L'Humanisme et la Poésie ont donc été, à l'aurore des troubles cruels qui désolèrent la France de la seconde moitié du XVIe siècle, la ligne de défense et de contre-offensive non seulement du catholicisme, mais de l'unité nationale, de l'ordre public et de l'ordre intellectuel. Ce n'est pas là une simple rencontre ; le salut de la Foi, de l'État, des Mœurs, des Arts et de la Pensée ne peut être qu'œuvre de Raison et de Tradition, qui ne font elles-mêmes qu'une, n'étant que deux aspects différents de la même Idée. Il n'en est pas moins piquant de remarquer, à la barbe de ceux qui se plaisent un peu naïvement à opposer le « paganisme » de la Renaissance au « christianisme » du moyen âge, que c'est au plus « païen » des poètes de cette Renaissance que le catholicisme et la patrie française ont dû leur salut.

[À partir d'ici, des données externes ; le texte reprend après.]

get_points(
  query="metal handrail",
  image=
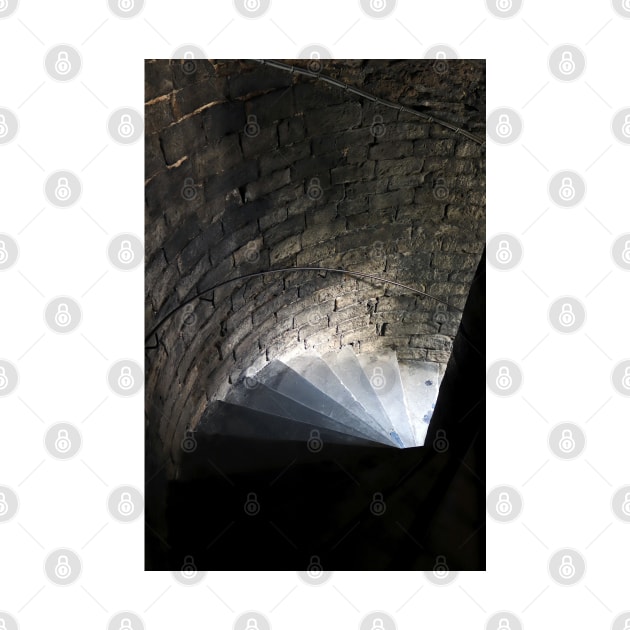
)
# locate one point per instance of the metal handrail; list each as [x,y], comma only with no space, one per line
[375,99]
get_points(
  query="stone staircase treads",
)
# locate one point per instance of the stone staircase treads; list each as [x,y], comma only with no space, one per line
[281,378]
[223,418]
[348,370]
[381,368]
[316,371]
[421,382]
[262,398]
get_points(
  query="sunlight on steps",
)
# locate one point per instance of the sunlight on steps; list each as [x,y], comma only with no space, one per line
[340,397]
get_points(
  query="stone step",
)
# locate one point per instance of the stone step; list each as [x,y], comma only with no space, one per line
[251,393]
[381,368]
[348,370]
[286,381]
[421,382]
[316,371]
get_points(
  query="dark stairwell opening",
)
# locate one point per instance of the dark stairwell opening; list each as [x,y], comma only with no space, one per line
[306,413]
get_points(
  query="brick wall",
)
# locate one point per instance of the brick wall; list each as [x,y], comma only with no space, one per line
[250,168]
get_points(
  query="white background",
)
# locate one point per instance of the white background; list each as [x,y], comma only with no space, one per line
[63,252]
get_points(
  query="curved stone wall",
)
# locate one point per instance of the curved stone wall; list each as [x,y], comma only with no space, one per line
[250,168]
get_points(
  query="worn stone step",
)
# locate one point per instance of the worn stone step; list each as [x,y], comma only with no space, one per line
[281,378]
[348,370]
[316,371]
[257,396]
[381,368]
[421,382]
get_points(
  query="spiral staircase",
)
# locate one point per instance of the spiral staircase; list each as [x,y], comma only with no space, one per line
[341,461]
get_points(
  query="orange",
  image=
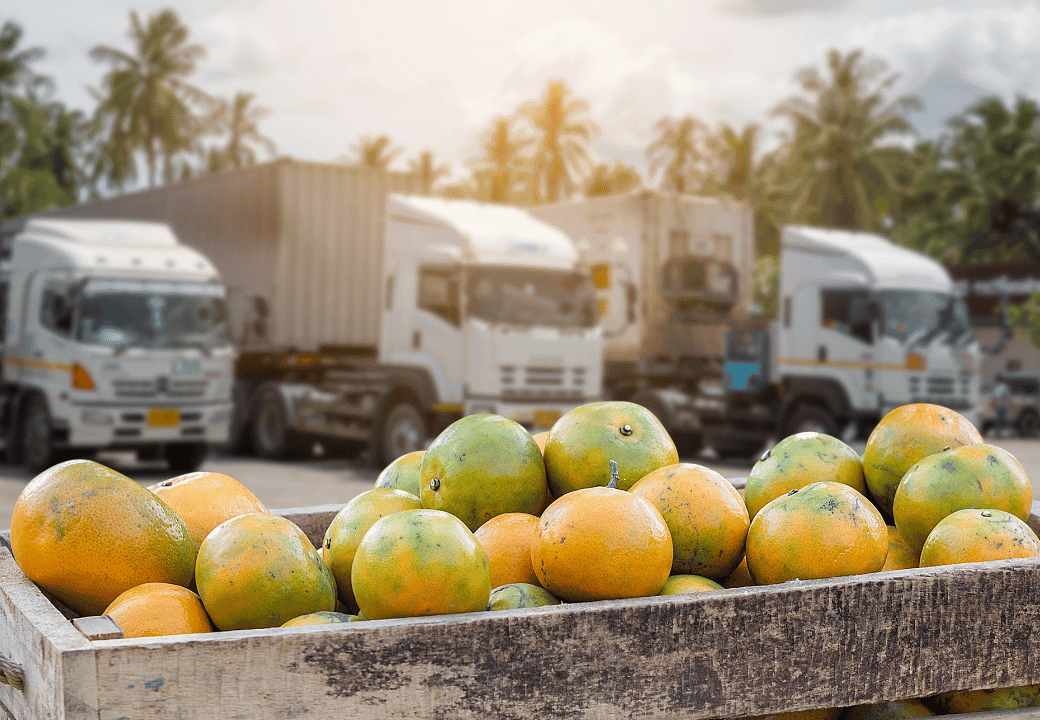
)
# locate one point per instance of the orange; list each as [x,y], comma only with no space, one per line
[507,540]
[899,710]
[482,466]
[984,700]
[259,570]
[980,476]
[798,460]
[85,534]
[351,523]
[905,436]
[977,536]
[582,442]
[901,556]
[683,585]
[155,609]
[403,473]
[322,617]
[824,530]
[739,577]
[705,516]
[520,595]
[206,499]
[601,543]
[420,562]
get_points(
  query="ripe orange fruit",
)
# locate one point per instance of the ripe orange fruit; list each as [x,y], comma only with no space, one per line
[798,460]
[85,534]
[507,539]
[682,585]
[705,516]
[206,499]
[601,543]
[582,442]
[403,473]
[322,617]
[899,710]
[155,609]
[980,476]
[520,595]
[824,530]
[351,523]
[905,436]
[482,466]
[976,536]
[259,570]
[984,700]
[901,556]
[420,562]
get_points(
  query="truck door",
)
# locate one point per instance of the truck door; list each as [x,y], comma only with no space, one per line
[846,348]
[438,326]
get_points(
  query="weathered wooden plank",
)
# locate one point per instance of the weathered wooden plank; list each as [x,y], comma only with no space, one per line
[804,644]
[57,662]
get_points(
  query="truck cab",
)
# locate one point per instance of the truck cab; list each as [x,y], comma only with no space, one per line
[114,336]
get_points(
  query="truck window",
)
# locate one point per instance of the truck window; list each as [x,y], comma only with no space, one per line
[439,292]
[56,308]
[848,312]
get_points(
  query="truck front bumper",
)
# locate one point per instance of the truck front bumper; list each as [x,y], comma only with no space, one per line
[103,426]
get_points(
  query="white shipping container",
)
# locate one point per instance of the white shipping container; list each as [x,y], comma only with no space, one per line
[305,236]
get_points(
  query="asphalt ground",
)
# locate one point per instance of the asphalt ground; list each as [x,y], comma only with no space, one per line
[335,481]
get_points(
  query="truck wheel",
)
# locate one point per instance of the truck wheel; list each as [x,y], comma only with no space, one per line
[810,418]
[186,457]
[1029,423]
[269,427]
[37,451]
[403,430]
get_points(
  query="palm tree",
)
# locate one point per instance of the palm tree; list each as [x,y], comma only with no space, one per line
[841,142]
[562,158]
[239,121]
[501,168]
[147,102]
[679,151]
[426,172]
[373,152]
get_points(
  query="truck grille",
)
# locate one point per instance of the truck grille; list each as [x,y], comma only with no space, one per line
[146,389]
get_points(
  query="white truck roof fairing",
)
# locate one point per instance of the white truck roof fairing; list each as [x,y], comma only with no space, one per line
[490,234]
[883,263]
[109,248]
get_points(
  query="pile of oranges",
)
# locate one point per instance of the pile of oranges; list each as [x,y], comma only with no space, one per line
[490,517]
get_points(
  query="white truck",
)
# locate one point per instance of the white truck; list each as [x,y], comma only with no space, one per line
[367,317]
[864,326]
[114,335]
[670,272]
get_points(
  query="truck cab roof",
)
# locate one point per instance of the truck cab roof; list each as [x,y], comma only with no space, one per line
[490,234]
[883,263]
[104,248]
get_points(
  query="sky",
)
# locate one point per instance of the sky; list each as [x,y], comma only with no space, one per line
[434,74]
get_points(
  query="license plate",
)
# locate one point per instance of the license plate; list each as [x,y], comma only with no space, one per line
[163,417]
[546,418]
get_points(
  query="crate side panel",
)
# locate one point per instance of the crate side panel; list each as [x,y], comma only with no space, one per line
[729,653]
[57,662]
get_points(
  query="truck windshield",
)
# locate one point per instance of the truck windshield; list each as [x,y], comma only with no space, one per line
[125,313]
[531,298]
[924,316]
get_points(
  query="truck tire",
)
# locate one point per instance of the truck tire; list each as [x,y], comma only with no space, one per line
[1028,423]
[269,430]
[185,457]
[810,418]
[403,430]
[35,447]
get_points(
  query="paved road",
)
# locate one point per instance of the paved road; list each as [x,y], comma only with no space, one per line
[330,481]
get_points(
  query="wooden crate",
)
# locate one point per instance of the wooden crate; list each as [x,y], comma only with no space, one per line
[736,652]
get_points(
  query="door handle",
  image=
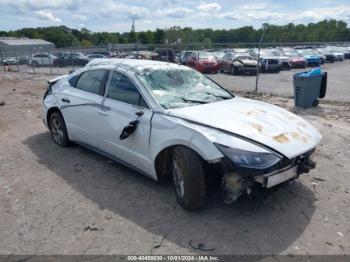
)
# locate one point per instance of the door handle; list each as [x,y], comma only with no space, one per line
[102,113]
[65,100]
[139,113]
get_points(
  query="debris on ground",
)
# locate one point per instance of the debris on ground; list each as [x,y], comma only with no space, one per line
[157,241]
[200,247]
[319,179]
[92,228]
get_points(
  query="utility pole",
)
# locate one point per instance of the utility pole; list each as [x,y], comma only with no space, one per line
[258,64]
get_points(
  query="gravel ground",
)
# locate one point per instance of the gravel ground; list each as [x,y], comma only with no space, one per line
[72,201]
[282,84]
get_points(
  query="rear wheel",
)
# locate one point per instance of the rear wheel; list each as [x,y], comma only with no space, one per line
[58,129]
[35,64]
[234,70]
[189,178]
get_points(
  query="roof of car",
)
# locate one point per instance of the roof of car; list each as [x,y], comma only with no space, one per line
[138,64]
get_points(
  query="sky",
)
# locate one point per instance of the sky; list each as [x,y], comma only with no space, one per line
[117,15]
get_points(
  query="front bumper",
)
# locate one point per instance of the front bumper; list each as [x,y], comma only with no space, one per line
[239,181]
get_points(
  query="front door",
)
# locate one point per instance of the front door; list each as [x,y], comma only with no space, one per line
[80,105]
[123,105]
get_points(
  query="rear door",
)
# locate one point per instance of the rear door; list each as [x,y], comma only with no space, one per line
[124,104]
[80,105]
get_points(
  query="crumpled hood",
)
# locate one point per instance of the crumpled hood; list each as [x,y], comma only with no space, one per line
[264,123]
[247,61]
[312,57]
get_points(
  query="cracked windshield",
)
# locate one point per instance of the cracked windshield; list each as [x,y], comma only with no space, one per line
[181,88]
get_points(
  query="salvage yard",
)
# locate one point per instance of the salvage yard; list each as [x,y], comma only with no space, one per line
[72,201]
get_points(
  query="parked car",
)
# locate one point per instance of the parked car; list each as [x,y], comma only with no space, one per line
[338,52]
[269,62]
[165,54]
[311,58]
[105,53]
[93,56]
[239,64]
[42,59]
[167,120]
[219,55]
[284,60]
[185,56]
[71,59]
[204,62]
[9,61]
[329,56]
[295,59]
[346,52]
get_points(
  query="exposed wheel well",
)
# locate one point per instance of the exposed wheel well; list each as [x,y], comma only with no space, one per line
[163,165]
[49,113]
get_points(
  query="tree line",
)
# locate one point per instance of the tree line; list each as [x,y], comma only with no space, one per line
[62,36]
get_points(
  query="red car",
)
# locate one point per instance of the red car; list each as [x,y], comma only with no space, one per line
[204,62]
[295,59]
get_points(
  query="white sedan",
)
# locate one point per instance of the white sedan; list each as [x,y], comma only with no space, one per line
[167,120]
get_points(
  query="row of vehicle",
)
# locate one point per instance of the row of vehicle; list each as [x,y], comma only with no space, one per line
[62,59]
[248,61]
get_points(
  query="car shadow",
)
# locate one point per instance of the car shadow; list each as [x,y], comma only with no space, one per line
[243,227]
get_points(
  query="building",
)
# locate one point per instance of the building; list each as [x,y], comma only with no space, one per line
[13,44]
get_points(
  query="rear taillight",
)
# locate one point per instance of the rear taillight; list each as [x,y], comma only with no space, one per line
[48,92]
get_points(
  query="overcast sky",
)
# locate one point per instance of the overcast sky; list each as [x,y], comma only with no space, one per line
[116,16]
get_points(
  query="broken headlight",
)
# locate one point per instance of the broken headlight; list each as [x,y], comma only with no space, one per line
[247,159]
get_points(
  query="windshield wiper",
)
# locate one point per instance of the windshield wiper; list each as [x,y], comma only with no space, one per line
[194,101]
[222,97]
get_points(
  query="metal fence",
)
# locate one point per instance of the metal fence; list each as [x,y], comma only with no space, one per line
[276,84]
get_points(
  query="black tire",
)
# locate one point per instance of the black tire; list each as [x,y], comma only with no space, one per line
[188,176]
[234,70]
[58,129]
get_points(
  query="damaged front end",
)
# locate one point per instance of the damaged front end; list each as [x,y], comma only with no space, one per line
[244,171]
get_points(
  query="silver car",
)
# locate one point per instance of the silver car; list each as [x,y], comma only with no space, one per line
[167,120]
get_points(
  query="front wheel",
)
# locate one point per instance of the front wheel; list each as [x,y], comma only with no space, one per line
[58,129]
[189,178]
[234,70]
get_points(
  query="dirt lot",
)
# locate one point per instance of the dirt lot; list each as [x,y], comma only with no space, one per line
[282,83]
[72,201]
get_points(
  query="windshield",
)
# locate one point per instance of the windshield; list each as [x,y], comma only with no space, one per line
[177,88]
[219,54]
[307,52]
[205,55]
[291,53]
[269,52]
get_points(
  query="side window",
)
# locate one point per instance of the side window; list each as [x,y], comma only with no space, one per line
[122,89]
[92,82]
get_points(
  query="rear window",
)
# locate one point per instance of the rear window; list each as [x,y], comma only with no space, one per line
[92,82]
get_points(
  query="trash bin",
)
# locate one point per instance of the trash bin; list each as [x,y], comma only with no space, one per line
[308,87]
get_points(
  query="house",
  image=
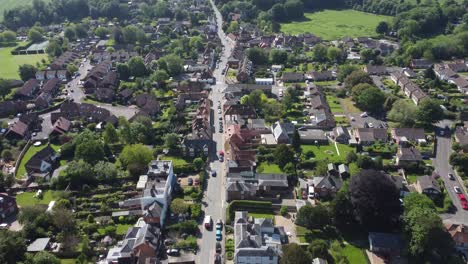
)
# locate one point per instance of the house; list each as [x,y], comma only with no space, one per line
[368,136]
[384,243]
[318,76]
[42,161]
[341,135]
[292,77]
[157,188]
[8,206]
[459,234]
[421,64]
[40,244]
[427,185]
[313,136]
[325,186]
[61,126]
[403,136]
[461,135]
[254,242]
[28,90]
[408,156]
[140,245]
[376,70]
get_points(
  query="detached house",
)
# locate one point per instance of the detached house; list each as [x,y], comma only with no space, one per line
[42,161]
[8,206]
[428,185]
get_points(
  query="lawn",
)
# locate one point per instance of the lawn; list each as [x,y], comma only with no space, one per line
[335,24]
[354,254]
[176,161]
[27,198]
[27,156]
[268,168]
[328,152]
[334,104]
[10,63]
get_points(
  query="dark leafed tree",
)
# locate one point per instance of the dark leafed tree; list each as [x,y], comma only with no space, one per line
[375,199]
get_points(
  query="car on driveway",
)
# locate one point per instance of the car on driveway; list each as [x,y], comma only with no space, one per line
[451,177]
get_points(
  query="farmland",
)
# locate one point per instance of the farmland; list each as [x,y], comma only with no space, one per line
[335,24]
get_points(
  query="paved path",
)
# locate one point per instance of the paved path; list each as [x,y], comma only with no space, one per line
[213,203]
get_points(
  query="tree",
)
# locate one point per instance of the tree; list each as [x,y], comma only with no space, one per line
[101,32]
[318,248]
[135,158]
[105,171]
[278,56]
[258,56]
[35,35]
[429,111]
[403,112]
[178,206]
[44,257]
[375,199]
[382,28]
[277,12]
[357,77]
[172,64]
[294,254]
[283,155]
[198,163]
[78,173]
[370,99]
[345,70]
[320,53]
[313,217]
[171,141]
[137,66]
[110,134]
[27,72]
[90,151]
[12,247]
[294,9]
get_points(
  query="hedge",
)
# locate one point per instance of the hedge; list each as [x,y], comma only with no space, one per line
[246,205]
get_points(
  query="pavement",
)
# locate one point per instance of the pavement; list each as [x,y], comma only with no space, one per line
[443,167]
[213,203]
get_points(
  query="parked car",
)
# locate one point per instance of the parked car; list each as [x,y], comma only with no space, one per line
[173,252]
[218,247]
[219,224]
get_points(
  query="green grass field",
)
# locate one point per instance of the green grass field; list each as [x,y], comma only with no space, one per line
[9,64]
[10,4]
[27,198]
[334,24]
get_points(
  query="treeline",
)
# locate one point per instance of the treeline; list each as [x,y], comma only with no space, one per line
[57,11]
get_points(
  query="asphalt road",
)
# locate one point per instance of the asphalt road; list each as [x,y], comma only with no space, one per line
[213,203]
[443,167]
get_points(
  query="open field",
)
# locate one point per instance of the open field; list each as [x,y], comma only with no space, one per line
[28,199]
[334,24]
[9,63]
[10,4]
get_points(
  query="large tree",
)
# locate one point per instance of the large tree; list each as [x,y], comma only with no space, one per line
[27,72]
[403,112]
[429,111]
[375,199]
[12,247]
[294,254]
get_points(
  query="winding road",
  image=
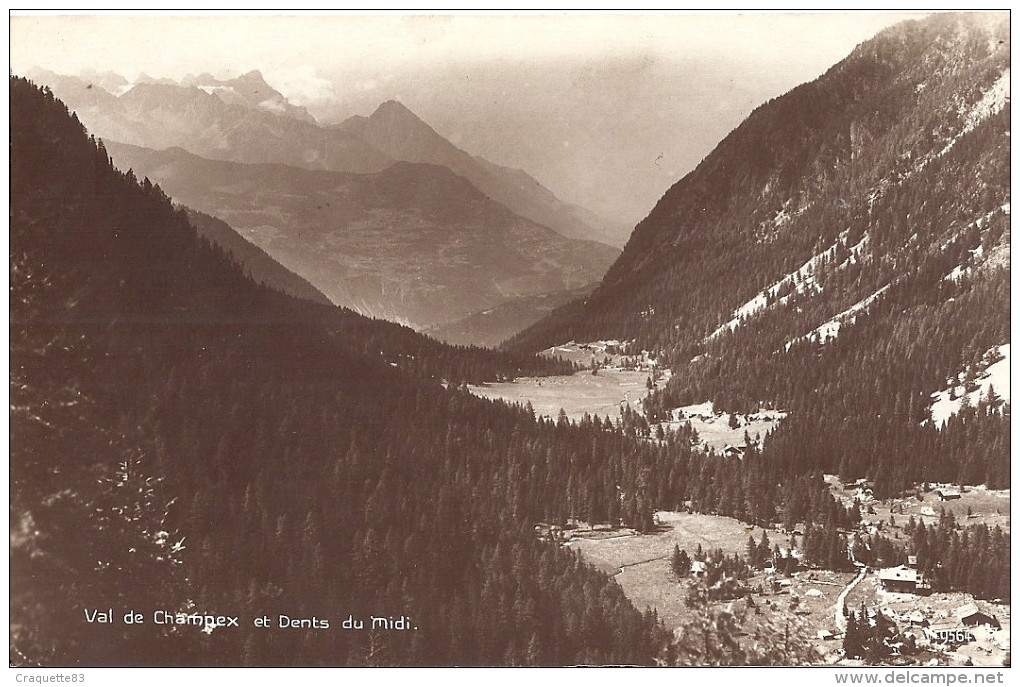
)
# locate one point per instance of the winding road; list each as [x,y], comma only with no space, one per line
[840,600]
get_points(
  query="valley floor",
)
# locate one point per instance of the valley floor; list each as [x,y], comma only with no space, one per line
[604,393]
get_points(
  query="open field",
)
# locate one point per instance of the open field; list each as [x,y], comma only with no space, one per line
[601,394]
[640,564]
[976,505]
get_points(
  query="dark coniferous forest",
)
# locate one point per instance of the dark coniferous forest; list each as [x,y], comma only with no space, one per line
[889,174]
[185,439]
[188,438]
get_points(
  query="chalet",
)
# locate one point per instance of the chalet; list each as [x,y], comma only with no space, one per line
[972,616]
[916,619]
[949,630]
[900,579]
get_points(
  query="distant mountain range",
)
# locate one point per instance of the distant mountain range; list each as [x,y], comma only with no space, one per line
[414,244]
[400,134]
[245,119]
[473,236]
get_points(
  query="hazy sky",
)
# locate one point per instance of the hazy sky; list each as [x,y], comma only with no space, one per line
[607,110]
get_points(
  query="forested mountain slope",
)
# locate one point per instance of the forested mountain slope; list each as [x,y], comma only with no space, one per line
[185,440]
[842,254]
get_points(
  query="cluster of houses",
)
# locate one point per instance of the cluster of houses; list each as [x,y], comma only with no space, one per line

Henri Longnon dit bien. Ça, faisons-leur la barbe ! Mais hâtons-nous de noter, comme il le fait peu après, que le « vilain poète », en sa qualité de « collaborateur des rois », se mit à la tête des défenseurs de la paix intérieure, de la tolérance et de la réconciliation nationale. Ainsi :

Aucune gratitude ne le put jamais résoudre à approuver un acte royal qu'il condamnait. De l'impulsion à laquelle, en un jour de terreur folle, savamment suggérée, céda Charles IX de massacrer tous les protestants, il n'a pas soufflé mot ; l'horreur du sang versé eût suffi à l'en empêcher, si la honte d'avoir vu son Roi manquer au premier devoir d'un Roi n'eût tout commandé de haut.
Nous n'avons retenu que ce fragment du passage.